Ökonomischer Populismus ist wieder in, und zwar im Sinne einer expansiven Fiskalpolitik. Diskretionäre Fiskalprogramme hübsch verpackt („Build Back Better“ in den USA oder „Next Generation“ in der EU), sind gesellschaftlich akzeptiert. Austerität war gestern. Grundsätzlich ist gegen eine aktive staatliche Ausgabenpolitik nichts einzuwenden, solange die damit finanzierten Investitionen Erträge abwerfen, die über den jetzigen niedrigen Kreditzinsen liegen. Allerdings ist das Wagnersche Gesetz wachsender Staatsausgaben eine Mahnung, es kann zur so genannten „fiskalischen Dominanz“ führen: Die expansive Fiskalpolitik erzwingt eine expansive Geldpolitik. Die Unabhängigkeit einer Notenbank reduziert sich dann darauf, möglichst lange möglichst niedrige Zinsen zu liefern, bis hin zur Zinskurvenkontrolle. Regierungen wissen aber auch, dass Niedrigzinsen kein Dauerzustand sind. Daher passt es ins Bild, wenn in der EU über neue Fiskalregeln diskutiert wird oder Ausgabenprogramme so strukturiert werden, dass sie nicht in die Berechnung von Defiziten und Schuldenständen einbezogen werden. Bonitätsstarke Länder (Deutschland, USA) müssen bei einer Ausweitung ihrer staatlichen Ausgaben und höheren Schuldenstandsquoten kurzfristig nichts befürchten. Die Länder der EWU-Peripherie allerdings könnten unter Druck geraten, wenn neue, großzügige Fiskalregeln wieder eine Diskussion über die Schuldentragfähigkeit öffentlicher Finanzen lostreten. Dies dürfte unmittelbar zur Belastung für den Unternehmenssektor eines mit diesem Makel behafteten Landes werden.

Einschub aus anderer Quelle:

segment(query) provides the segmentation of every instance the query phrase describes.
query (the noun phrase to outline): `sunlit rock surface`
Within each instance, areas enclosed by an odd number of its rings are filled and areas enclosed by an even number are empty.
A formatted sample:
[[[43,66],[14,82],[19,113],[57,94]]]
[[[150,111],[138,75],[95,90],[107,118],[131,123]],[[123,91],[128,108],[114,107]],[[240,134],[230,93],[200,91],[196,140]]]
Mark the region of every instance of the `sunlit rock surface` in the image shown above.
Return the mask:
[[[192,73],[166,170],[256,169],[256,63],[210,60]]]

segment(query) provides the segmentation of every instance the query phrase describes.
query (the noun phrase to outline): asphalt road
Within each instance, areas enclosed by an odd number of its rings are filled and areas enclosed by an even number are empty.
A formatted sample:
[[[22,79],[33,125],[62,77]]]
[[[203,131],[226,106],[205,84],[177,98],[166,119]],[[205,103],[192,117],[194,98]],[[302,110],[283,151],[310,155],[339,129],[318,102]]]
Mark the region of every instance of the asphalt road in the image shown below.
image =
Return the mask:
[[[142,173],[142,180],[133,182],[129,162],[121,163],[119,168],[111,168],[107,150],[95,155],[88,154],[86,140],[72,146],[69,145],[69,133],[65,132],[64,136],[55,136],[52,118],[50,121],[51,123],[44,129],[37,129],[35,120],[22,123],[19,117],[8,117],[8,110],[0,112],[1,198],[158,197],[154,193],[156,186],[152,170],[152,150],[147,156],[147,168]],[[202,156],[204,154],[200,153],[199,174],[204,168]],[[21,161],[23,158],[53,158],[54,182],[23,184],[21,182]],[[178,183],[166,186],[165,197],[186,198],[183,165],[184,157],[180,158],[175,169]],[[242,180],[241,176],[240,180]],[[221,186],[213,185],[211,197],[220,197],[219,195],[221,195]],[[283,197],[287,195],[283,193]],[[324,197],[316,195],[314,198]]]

Grüne Transformation & Bitcoin

Das Ziel eines klimaneutralen Wirtschaftens hat schon und wird weiterhin einen massiven, womöglich noch gar nicht überblickbaren ökonomischen und ökologischen Strukturwandel in Gang setzen. Darin liegen Risiken und Chancen. Risiken dergestalt, dass manche Aktivitäten immer unwirtschaftlicher werden (etwa Kohleverstromung, Förderung fossiler Energien). Zugleich entstehen neue Geschäftsfelder rund um die Dekarbonisierung und die Erzeugung alternativer Energien, Antriebstechniken und Ähnlichem. Noch aber ist von Ausnahmen wie etwa Tesla abgesehen, die Verbindung zwischen der „grünen Transformation“ und Aktieninvestments lose. Viele Start-Ups tummeln sich in diesem Feld, die Investitionslandschaft entwickelt sich erst. Trotz positiver Nachrichten konnten sich die bisher etablierten Unternehmen aus dem Bereich Erneuerbare Energien noch nicht durchsetzen. Aufgrund des politischen Willens und damit einhergehender höherer Nachfrage kann sich das künftig aber ändern. Unklar ist zudem, was die EU und die Weltgemeinschaft unter „grünem Wirtschaften“ versteht: Ist nukleare Energie „grün“? Eine Transformation auf einem anderen Feld wird sich ebenfalls fortsetzen. Alternative Währungen (Kryptowährungen) sind eine (mächtiger werdende) Konkurrenz zu den bekannten Fiat-Währungen.

 

Die Risiken: Pandemie & Politik

Kein Jahr ohne Risiken. Die Pandemie könnte schlimmstenfalls zu neuerlichen Lockdowns mit erheblichen Wachstumseinbußen führen. Politische Krisenherde kommen hinzu; es schwelen Konflikte zwischen China und Taiwan, zwischen Russland und der Ukraine; das Hegemoniestreben Russlands in den ehemaligen Sowjetrepubliken (Belarus, Kasachstan) kommt hinzu. Der Nahost-Konflikt ist ein Dauerthema. Wahlen stehen an. In den USA droht den Demokraten eine Niederlage bei den Midterm-Elections, sie könnte der Anfang vom Ende der Präsidentschaft Bidens sein; Frankreich wählt einen neuen Präsidenten, Kandidaten aus dem rechten Spektrum sorgen für Aufsehen. Die Zukunft der italienischen „Technokraten-Regierung“ unter Führung des früheren EZB-Präsidenten Draghi ist ungewiss. Genug Stoff also für volatile und schwer vorhersehbare Trends auf den Kapitalmärkten.